With respect to the internally displaced persons still in the camps, the Government of Sri Lanka has made some progress easing camp congestion, and expanding access by humanitarian organizations, but we are concerned that those remaining in the camps still do not have freedom of movement. We have encouraged the Government of Sri Lanka to follow through on its pledge to return a majority of IDPs by the end of the year. Already this year, the U.S. has provided $56 million in humanitarian assistance, mostly food aid. Other significant programs are aimed at helping the Sri Lankans accelerate the return and facilitate the resettlement of IDPs, such as $6.6 million to international NGOS for demining, and DOD-funded, USAID-administered projects for vulnerable communities and reintegration of former combatants.
The Government of Sri Lanka has made only very modest progress on political reconciliation with Tamils and Muslims. To his credit, President Rajapaksa did meet on Monday with representatives of the Tamil National Alliance, but in general there have been few other concrete steps to re-unite the country and begin to heal the wounds of a long war in such a way that all Sri Lankans feel they enjoy equal rights and opportunities.
We have stressed to the Government of Sri Lanka that to achieve a lasting peace, it must promote justice and political reconciliation for all parties, including by ensuring accountability for past violations of human rights. We are also concerned about threats to press freedom in Sri Lanka, including the recent conviction of Tamil journalist J.S. Tissainayagam on terrorism charges. A successful, united post-war Sri Lanka is not possible without freedom of expression.

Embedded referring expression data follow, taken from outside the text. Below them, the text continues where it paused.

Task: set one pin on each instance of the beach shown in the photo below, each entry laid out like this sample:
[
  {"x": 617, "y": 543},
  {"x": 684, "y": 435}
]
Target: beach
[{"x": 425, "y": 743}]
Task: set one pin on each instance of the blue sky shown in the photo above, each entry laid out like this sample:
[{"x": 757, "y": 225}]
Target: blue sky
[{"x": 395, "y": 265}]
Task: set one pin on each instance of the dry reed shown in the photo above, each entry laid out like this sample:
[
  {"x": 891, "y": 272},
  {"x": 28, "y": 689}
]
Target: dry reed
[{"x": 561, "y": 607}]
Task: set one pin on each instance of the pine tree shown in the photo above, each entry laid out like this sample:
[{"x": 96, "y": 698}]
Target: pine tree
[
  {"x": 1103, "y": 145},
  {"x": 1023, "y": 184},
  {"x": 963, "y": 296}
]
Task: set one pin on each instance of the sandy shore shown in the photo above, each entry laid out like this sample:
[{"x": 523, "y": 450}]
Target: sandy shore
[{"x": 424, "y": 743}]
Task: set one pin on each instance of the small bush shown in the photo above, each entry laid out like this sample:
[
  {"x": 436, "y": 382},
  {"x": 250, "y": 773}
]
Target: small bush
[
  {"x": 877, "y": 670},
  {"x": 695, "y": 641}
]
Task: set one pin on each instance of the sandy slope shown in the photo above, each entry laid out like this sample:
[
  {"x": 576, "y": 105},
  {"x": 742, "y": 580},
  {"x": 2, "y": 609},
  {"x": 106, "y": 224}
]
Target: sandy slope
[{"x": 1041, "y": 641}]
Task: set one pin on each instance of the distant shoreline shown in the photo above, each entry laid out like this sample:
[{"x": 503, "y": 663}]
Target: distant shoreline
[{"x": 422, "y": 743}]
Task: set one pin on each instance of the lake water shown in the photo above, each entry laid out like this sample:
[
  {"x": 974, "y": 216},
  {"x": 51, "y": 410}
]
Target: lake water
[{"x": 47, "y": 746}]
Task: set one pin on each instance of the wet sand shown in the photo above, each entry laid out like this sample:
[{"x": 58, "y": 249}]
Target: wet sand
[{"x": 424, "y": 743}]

In conclusion, no other region of the world faces the array of challenges and opportunities of those in South and Central Asia. I would be remiss if I did not encourage all the terrific students here at SAIS to seriously consider a career at the State Department. I joined the State Department 24 years ago, straight out of SAIS, both to serve our country and to make a difference in other peoples’ lives. Every day of my career has been different and rewarding. Under the inspired leadership of President Obama and Secretary Clinton, there has never been a greater opportunity to serve and make a difference. For example, many SAIS graduates are stationed in Provincial Reconstruction Teams in Afghanistan, bringing roads, schools and clinics to all parts of Afghanistan. Others are building our new partnerships in India, China, Brazil and elsewhere. All are excited and energized. All of you have a unique opportunity to join us in making a difference. Thanks again for this opportunity to speak. I would be more than happy to answer any questions you may have.